Zudem mit einem Polizeieinsatz, den Beobachter als „unglaublich“ bezeichneten. Und mit der Bombendrohung gegen die Wiesn, der Sperrung des größten Volksfestes der Welt „womöglich den ganzen Tag lang“, der peniblen Durchsuchung des riesigen Areals auf Sprengstoff. Zeitweise haben viele Bürger das flaue Gefühl, dass die Lage in der Stadt unsicher sein könnte, dass sie vielleicht sogar sehr gefährlich ist.
Unklare Lage wurde erst zum Nachmittag deutlich
Am Nachmittag stellt sich das Geschehen – nach vielen Gerüchten und unbestätigten Behauptungen – ziemlich gesichert so dar: Die Polizei verschickte um 14.29 Uhr eine Pressemitteilung. Ein 57 Jahre alter Mann mit Wohnung in Starnberg hat sein Elternhaus in der Lerchenau – diese gehört zum Stadtbezirk Feldmoching/Hasenbergl – angezündet und zwei Autos sowie einen Kleintransporter gesprengt. Verletzt wurden seine 81 Jahre alte Mutter sowie seine 21-jährige Tochter, eine Deutsch-Brasilianerin. Sie kamen zur Behandlung in ein Krankenhaus.
Seinen Vater hatten manche Medien für tot erklärt. Am späten Nachmittag teilte die Polizei mit, eine weitere Person sei ums Leben gekommen – dabei handle es sich vermutlich um den 90 Jahre alten Hausbesitzer.
Grund für die Gewalttat soll ein Erbschaftsstreit gewesen sein. Der Verdächtige war laut BR Handwerker, er hatte danach einen Suizidversuch verübt, wurde schwerst verletzt und starb in einem Auto nahe des Hauses beim Lerchenauer See. Nachbarn hatten einen Brief von ihm entdeckt und der Polizei übergeben. In diesem war die Bombendrohung gegen das Oktoberfest.
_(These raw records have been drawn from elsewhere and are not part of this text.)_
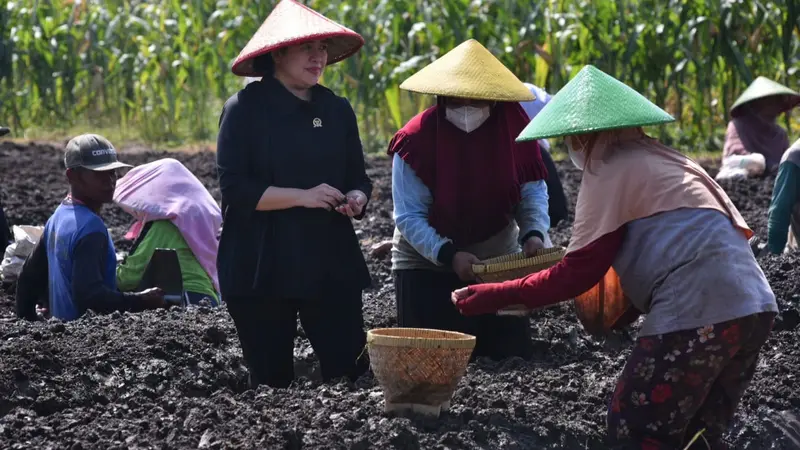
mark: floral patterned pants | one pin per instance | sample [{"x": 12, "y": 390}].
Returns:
[{"x": 677, "y": 384}]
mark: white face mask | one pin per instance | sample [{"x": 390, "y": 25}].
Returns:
[
  {"x": 467, "y": 118},
  {"x": 578, "y": 157}
]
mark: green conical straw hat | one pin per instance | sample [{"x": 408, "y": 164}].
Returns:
[
  {"x": 764, "y": 87},
  {"x": 593, "y": 101}
]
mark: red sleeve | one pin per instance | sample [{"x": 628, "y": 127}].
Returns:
[{"x": 574, "y": 275}]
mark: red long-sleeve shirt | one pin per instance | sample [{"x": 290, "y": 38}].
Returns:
[{"x": 574, "y": 275}]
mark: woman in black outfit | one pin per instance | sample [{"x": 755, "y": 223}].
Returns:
[{"x": 292, "y": 175}]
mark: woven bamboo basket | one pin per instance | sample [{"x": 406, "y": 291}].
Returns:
[
  {"x": 516, "y": 265},
  {"x": 417, "y": 368}
]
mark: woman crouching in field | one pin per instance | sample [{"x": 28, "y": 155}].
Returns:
[{"x": 651, "y": 220}]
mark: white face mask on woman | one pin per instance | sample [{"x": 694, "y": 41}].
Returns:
[
  {"x": 578, "y": 157},
  {"x": 467, "y": 118}
]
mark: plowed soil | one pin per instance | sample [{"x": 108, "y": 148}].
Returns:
[{"x": 176, "y": 379}]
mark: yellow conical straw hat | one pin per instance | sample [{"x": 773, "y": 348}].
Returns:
[{"x": 469, "y": 71}]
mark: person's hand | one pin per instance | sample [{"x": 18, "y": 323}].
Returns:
[
  {"x": 355, "y": 204},
  {"x": 462, "y": 265},
  {"x": 322, "y": 196},
  {"x": 479, "y": 299},
  {"x": 532, "y": 245},
  {"x": 153, "y": 298}
]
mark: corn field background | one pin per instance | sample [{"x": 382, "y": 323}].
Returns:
[{"x": 159, "y": 70}]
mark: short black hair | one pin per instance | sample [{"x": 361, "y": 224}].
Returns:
[{"x": 264, "y": 64}]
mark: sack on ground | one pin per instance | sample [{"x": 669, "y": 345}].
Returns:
[
  {"x": 25, "y": 239},
  {"x": 742, "y": 166}
]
Einsatzgebiet wird großräumig evakuiert
Bis zum Tagesbeginn wird in der Lerchenau die Umgebung 200 Meter um das Einfamilienhaus herum evakuiert. Polizei und Feuerwehr sind vorsichtig. Denn der Täter hat, so schreibt die Münchner Polizei um 9.18 Uhr auf X, Sprengfallen angebracht. Zur Entschärfung werden Spezialisten hinzugezogen. Auf den großen Straßen dort geht nichts mehr, die Autofahrer sollen die Gegend weiträumig umfahren, rät die Polizei. In zwei Schulen fällt der Unterricht aus. An zwei Stationen halten die Busse nicht.

Ein ausgebrannter Transporter wird nach einem Brand in einem Einfamilienhaus im Münchner Stadtteil Lerchenau abtransportiert.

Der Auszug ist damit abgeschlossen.